Je me souviens que les patients venaient à notre cabinet trois fois par semaine.
Je me souviens qu’ils s’allongeaient sur notre divan, tout près de nous.
Je me souviens qu’on se serrait la main.
Je me souviens qu’on se faisait la bise, à tout bout de champ, même des gens qu’on voyait pour la première fois.
Je me souviens qu’on faisait la queue, très proches les uns contre les autres pour aller au cinéma.
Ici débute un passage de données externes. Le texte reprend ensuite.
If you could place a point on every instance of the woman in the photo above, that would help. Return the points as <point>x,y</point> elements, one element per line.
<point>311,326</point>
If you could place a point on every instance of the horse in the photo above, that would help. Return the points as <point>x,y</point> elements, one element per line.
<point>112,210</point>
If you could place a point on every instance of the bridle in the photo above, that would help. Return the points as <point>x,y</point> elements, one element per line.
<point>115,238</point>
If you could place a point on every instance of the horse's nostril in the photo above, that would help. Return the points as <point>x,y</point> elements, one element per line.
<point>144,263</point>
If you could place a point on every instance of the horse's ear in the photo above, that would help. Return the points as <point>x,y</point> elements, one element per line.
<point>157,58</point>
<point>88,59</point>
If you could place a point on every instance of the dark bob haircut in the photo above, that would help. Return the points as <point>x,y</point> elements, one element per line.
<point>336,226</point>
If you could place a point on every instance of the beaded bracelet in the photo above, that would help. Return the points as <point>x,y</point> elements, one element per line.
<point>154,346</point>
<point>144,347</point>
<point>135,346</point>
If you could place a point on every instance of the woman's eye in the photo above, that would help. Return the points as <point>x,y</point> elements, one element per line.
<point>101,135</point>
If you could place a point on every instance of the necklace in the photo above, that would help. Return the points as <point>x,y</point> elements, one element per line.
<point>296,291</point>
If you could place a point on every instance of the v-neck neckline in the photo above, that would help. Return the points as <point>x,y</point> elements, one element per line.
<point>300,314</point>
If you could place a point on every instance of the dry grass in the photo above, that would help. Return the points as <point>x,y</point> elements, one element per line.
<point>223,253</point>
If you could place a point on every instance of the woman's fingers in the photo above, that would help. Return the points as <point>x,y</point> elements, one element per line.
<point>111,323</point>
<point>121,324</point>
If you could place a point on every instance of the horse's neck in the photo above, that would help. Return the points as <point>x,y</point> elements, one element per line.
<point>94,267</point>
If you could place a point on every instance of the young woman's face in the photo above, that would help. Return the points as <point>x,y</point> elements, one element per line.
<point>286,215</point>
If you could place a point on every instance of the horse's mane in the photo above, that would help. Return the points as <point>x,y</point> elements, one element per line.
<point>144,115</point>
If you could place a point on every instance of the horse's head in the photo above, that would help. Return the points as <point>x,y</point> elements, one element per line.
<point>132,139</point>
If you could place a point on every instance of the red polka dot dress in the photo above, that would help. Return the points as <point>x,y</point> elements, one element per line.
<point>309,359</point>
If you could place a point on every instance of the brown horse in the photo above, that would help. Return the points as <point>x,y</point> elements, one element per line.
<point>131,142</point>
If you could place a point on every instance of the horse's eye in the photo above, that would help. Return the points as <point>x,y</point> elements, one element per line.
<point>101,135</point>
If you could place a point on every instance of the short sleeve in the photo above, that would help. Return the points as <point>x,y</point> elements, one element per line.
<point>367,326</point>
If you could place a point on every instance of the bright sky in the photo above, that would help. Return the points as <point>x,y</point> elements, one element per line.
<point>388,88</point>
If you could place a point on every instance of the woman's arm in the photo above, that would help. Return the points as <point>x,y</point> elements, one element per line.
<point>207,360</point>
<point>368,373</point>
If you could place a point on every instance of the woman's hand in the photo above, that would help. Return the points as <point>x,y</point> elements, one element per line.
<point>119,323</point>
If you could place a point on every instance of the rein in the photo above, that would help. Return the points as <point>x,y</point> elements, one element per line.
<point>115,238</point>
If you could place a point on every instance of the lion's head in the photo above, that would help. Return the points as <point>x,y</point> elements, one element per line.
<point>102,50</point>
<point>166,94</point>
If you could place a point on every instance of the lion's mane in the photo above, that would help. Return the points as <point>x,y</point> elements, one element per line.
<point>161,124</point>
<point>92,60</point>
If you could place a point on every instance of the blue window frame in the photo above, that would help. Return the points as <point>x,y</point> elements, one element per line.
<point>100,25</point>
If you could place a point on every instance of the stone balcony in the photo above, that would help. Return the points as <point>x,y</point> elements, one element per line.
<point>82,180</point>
Je me souviens qu’on était serrés dans le métro.
Je me souviens qu’on se bousculait pour entrer dans une salle de spectacle.
Je me souviens qu’au cinéma on était assis avec une personne à notre droite, une personne à notre gauche, une devant, une derrière.
Je me souviens qu’au restaurant on se partageait les plats, on échangeait nos assiettes.
Je me souviens que personne ne portait un masque.
Je me souviens qu’on prenait un avion pour un oui ou un non.
Je me souviens qu’on partait tout le temps en week-end dans les capitales européennes.
Je me souviens qu’on faisait souvent de grands voyages, que le monde entier nous paraissait accessible.
Je me souviens des colloques internationaux qui réunissaient des centaines de personnes venues en avion du monde entier, parfois pour faire une intervention de vingt minutes.
Je me souviens qu’on faisait de grandes fêtes de cinquante personnes, dans de petits appartements.
Je me souviens qu’on ne savait pas ce qu’était la « distanciation sociale ».
Je me souviens qu’on n’utilisait pas les mots « présentiel » et « distanciel ».
Je me souviens qu’on entrait à plusieurs dans l’ascenseur.
Je me souviens que nous allions à des enterrements de proches ou de collègues, qu’on était très nombreux et qu’après on allait boire un verre.
Je me souviens qu’on ne regardait pas avec méfiance les gens qu’on croisait sur le trottoir et qu’on ne faisait pas trois pas de travers pour les éviter.
Je me souviens qu’on pouvait mettre des bijoux et des rouges à lèvres.
Je me souviens qu’on ne devait pas faire sans arrêt attention à tout.
Je me souviens qu’on ne se méfiait pas des boutons de l’ascenseur et des poignées de porte.
Je me souviens qu’on n’était pas obligés d’enlever ses chaussures en rentrant.
Je me souviens que nos mains n’étaient pas des ennemis redoutables.